Leadership is not an aptitude we are born with, but a skill cultivated over a lifetime of trial and error when leading people and organizations. Although we may wish for an uninterrupted meteoric rise in the ability to produce successful outcomes, most of us who have spent any time in leadership roles intellectually understand this is an unfair expectation of ourselves.
We have all experienced disappointments, setbacks, failures and unintended outcomes, yet it is our reaction to these experiences that separates inspired leadership from those with something to prove.
In her book Mindset: The New Psychology of Success, Dr. Carol Dweck separates most leaders into two categories: fixed mindset leaders and growth mindset leaders.
Fixed mindset leaders believe their talents are static and they are inherently good or bad at a specific skill. Negative information or feedback challenges their belief in their intrinsic qualities; therefore they tend to avoid challenges, give up easily and dismiss constructive criticisms from others.
Conversely, growth mindset leaders believe talents, skills and aptitudes can be cultivated through effort and learning. They embrace curiosity, opportunities to learn from mistakes, encourage feedback from others and use unfavorable conditions as powerful motivators for growth.

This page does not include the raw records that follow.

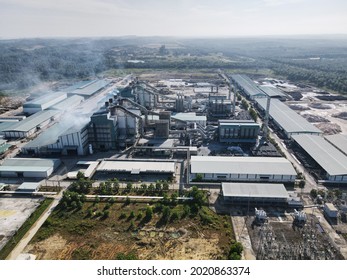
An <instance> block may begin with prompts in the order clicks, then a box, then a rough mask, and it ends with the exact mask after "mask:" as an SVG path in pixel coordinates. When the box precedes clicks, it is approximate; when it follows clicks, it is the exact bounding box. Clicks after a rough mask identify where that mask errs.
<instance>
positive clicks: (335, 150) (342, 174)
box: [292, 135, 347, 183]
mask: <svg viewBox="0 0 347 280" xmlns="http://www.w3.org/2000/svg"><path fill="white" fill-rule="evenodd" d="M292 138H293V140H294V141H295V142H296V143H297V144H298V145H299V146H300V147H301V148H302V149H303V150H304V151H305V152H306V153H307V154H308V155H309V156H310V157H311V158H312V159H313V160H314V161H315V162H316V163H317V164H318V165H319V166H320V167H321V168H322V169H323V174H322V176H321V177H323V178H324V179H325V180H327V181H329V182H335V183H339V182H340V183H347V156H346V155H344V154H343V153H341V152H340V151H339V150H338V149H336V148H335V147H334V146H333V145H331V144H330V143H329V142H328V141H326V140H324V138H323V137H321V136H316V135H293V136H292Z"/></svg>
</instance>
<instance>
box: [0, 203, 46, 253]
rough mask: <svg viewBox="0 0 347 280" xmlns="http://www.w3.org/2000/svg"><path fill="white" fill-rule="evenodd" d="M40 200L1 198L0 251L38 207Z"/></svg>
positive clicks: (0, 218) (0, 219)
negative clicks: (11, 236) (1, 248)
mask: <svg viewBox="0 0 347 280" xmlns="http://www.w3.org/2000/svg"><path fill="white" fill-rule="evenodd" d="M40 201H41V199H39V198H30V197H29V198H28V197H1V199H0V249H1V248H2V247H4V246H5V244H6V243H7V242H8V241H9V240H10V238H11V236H12V235H13V234H14V233H15V232H16V231H17V230H18V229H19V228H20V227H21V226H22V224H23V223H24V222H25V221H26V220H27V219H28V218H29V216H30V215H31V214H32V213H33V212H34V211H35V209H36V208H37V207H38V206H39V205H40Z"/></svg>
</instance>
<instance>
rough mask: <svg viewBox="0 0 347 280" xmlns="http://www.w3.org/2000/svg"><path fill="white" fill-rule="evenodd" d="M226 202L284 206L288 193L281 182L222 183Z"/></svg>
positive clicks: (224, 197)
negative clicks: (272, 182) (276, 183)
mask: <svg viewBox="0 0 347 280" xmlns="http://www.w3.org/2000/svg"><path fill="white" fill-rule="evenodd" d="M222 195H223V199H224V201H225V202H226V203H231V204H233V205H234V204H238V205H253V206H255V205H256V206H268V205H271V206H276V205H277V206H284V205H287V204H288V200H289V194H288V192H287V190H286V188H285V187H284V185H283V184H266V183H265V184H261V183H222Z"/></svg>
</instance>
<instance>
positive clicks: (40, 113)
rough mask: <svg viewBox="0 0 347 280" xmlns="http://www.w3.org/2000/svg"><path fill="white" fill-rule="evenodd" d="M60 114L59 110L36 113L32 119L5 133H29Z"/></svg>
mask: <svg viewBox="0 0 347 280" xmlns="http://www.w3.org/2000/svg"><path fill="white" fill-rule="evenodd" d="M58 114H59V111H57V110H45V111H40V112H38V113H35V114H34V115H31V116H30V117H28V118H26V119H24V120H22V121H20V122H17V123H15V124H14V125H12V126H11V127H9V128H7V129H4V130H3V131H23V132H26V131H29V130H31V129H33V128H35V127H37V126H39V125H40V124H42V123H43V122H45V121H47V120H49V119H50V118H52V117H54V116H56V115H58Z"/></svg>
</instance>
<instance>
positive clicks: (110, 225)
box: [24, 203, 233, 260]
mask: <svg viewBox="0 0 347 280" xmlns="http://www.w3.org/2000/svg"><path fill="white" fill-rule="evenodd" d="M104 206H105V203H99V204H97V205H93V204H92V203H85V204H84V206H83V209H82V210H79V211H77V212H74V211H72V212H63V211H55V212H54V213H53V214H52V216H51V217H50V218H49V219H48V221H47V222H46V224H44V226H43V227H42V228H41V229H40V231H39V232H38V234H37V235H36V236H35V237H34V239H33V241H32V242H31V243H30V244H29V245H28V246H27V247H26V249H25V250H24V252H29V253H31V254H34V255H36V259H44V260H69V259H117V258H118V257H117V256H119V254H123V255H129V254H133V255H135V256H136V258H138V259H155V260H162V259H166V260H172V259H174V260H186V259H201V260H204V259H225V258H226V256H227V254H228V248H229V247H230V245H231V241H232V240H233V233H232V229H231V223H230V219H229V217H228V216H218V215H216V214H215V213H214V212H212V211H211V210H210V209H208V208H205V207H204V208H203V209H201V210H200V212H199V213H198V214H197V215H195V216H191V217H185V218H180V219H179V220H176V221H169V222H168V223H166V224H163V223H162V222H161V213H159V212H158V213H156V214H154V215H153V218H152V220H151V221H150V222H148V223H144V222H143V220H141V219H138V218H137V215H138V213H140V212H141V213H144V212H145V209H146V207H147V206H146V205H145V204H140V203H139V204H129V205H126V206H125V205H123V204H119V203H115V204H113V205H112V206H111V208H110V209H109V210H110V216H109V217H108V218H106V219H104V218H91V217H86V211H87V210H88V208H94V209H93V210H96V208H97V209H100V210H102V209H103V207H104ZM152 206H153V205H152ZM180 209H182V205H178V206H176V207H173V208H172V211H180ZM96 211H98V210H96ZM131 212H134V214H135V217H134V218H130V213H131ZM121 213H123V214H125V215H126V218H120V214H121ZM201 215H207V216H208V217H209V219H210V223H207V224H206V222H202V220H201ZM131 223H133V224H134V225H135V227H134V228H132V229H130V228H129V227H130V225H131Z"/></svg>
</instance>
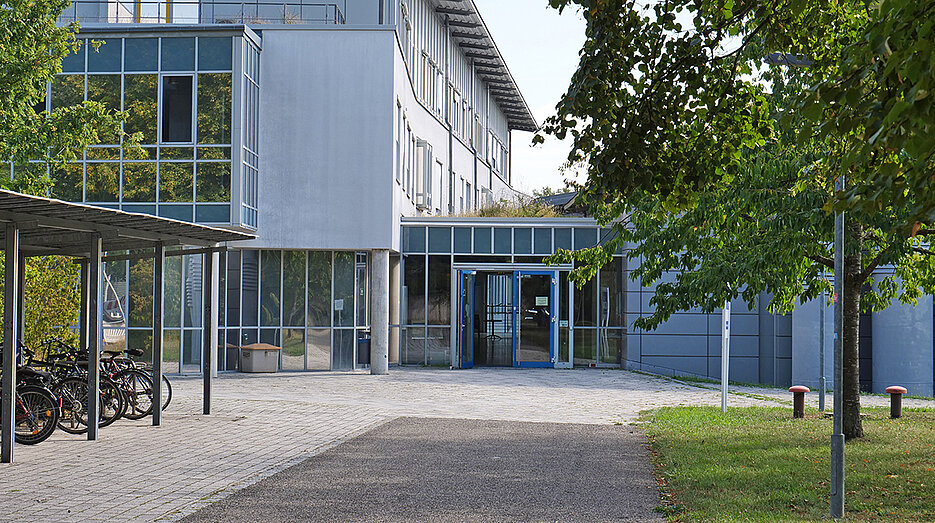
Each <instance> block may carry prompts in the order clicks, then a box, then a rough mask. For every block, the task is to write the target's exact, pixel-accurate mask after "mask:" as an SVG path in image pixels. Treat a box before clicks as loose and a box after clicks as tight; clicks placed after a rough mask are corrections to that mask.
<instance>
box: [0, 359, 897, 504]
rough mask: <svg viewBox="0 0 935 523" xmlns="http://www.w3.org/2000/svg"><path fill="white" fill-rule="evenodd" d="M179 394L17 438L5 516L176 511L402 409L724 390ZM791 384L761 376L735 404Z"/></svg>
mask: <svg viewBox="0 0 935 523" xmlns="http://www.w3.org/2000/svg"><path fill="white" fill-rule="evenodd" d="M738 390H739V389H738ZM744 390H746V389H744ZM173 393H174V398H173V400H172V405H171V406H170V407H169V409H168V410H167V411H166V412H165V413H164V416H163V426H162V427H158V428H154V427H151V426H150V422H149V420H140V421H127V420H121V421H118V422H117V423H115V424H114V425H111V426H110V427H105V428H103V429H101V432H100V439H99V441H97V442H88V441H86V438H85V437H84V436H72V435H66V434H64V433H62V432H57V433H56V434H55V435H53V436H52V438H50V439H49V440H47V441H45V442H43V443H42V444H40V445H36V446H31V447H30V446H23V445H16V446H15V448H14V461H15V463H14V464H12V465H2V466H0V469H2V474H0V520H3V521H9V520H20V521H25V520H28V521H62V520H65V519H69V520H72V519H74V520H77V519H82V520H85V519H87V520H143V521H146V520H149V521H152V520H157V519H166V520H175V519H178V518H181V517H183V516H184V515H187V514H190V513H192V512H194V511H196V510H198V509H199V508H201V507H203V506H205V505H206V504H208V503H210V502H213V501H216V500H218V499H221V498H223V497H225V496H227V495H229V494H230V493H231V492H234V491H236V490H239V489H241V488H244V487H246V486H249V485H251V484H253V483H256V482H257V481H259V480H261V479H263V478H266V477H269V476H270V475H272V474H275V473H277V472H279V471H282V470H284V469H286V468H288V467H290V466H292V465H295V464H297V463H299V462H301V461H304V460H305V459H307V458H309V457H311V456H313V455H316V454H319V453H321V452H323V451H324V450H327V449H329V448H332V447H334V446H335V445H338V444H340V443H341V442H343V441H346V440H347V439H350V438H353V437H355V436H357V435H360V434H362V433H364V432H366V431H368V430H370V429H371V428H373V427H376V426H378V425H380V424H382V423H385V422H386V421H389V420H391V419H395V418H398V417H401V416H409V417H434V418H464V419H481V420H504V421H533V422H558V423H584V424H607V423H627V422H630V421H633V420H634V419H636V417H637V416H638V415H639V412H640V411H642V410H646V409H652V408H656V407H660V406H666V405H717V404H719V403H720V399H719V393H718V391H717V390H716V388H711V387H710V386H708V385H703V386H697V385H695V384H684V383H679V382H677V381H673V380H670V379H667V378H660V377H653V376H647V375H643V374H638V373H632V372H626V371H619V370H599V369H576V370H545V369H528V370H520V369H474V370H468V371H450V370H447V369H413V368H393V369H392V370H391V373H390V375H388V376H370V375H369V374H363V373H335V372H324V373H280V374H275V375H242V374H234V375H222V377H221V378H219V379H218V380H216V381H215V386H214V403H213V411H212V415H210V416H203V415H201V414H200V411H201V381H200V380H199V379H192V378H176V379H173ZM746 394H750V395H746ZM786 394H788V393H786ZM754 396H755V397H754ZM771 396H775V398H776V399H774V398H773V397H771ZM782 397H783V395H782V394H781V391H776V390H770V389H755V388H753V389H750V392H744V395H737V394H734V395H732V396H731V404H732V405H736V406H740V405H774V404H776V401H783V399H782ZM876 399H877V398H874V401H876ZM879 399H880V400H881V401H882V402H885V398H879Z"/></svg>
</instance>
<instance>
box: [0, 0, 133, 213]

When leaders are asked to self-evaluate, they will often place themselves into the growth mindset category; however their behavior often reveals the true assumptions about the source of their leadership accomplishments. Many engage in fixed mindset reactions to disappointing conditions, even if that dialog is largely internal. A coach is a valuable partner to leaders navigating setbacks because they can identify the traces of fixed mindset thinking and develop a path of discovery toward a stronger growth mindset.
As a result of a quality coaching partnership, leaders begin to embrace negative experiences for the opportunity they provide to learn, develop skills and improve leadership efficacy. Leaders will be challenged to evaluate the assumptions they make about their positions of influence, identify counterproductive responses to unfavorable feedback and embrace the mindsets that facilitate positive outcomes.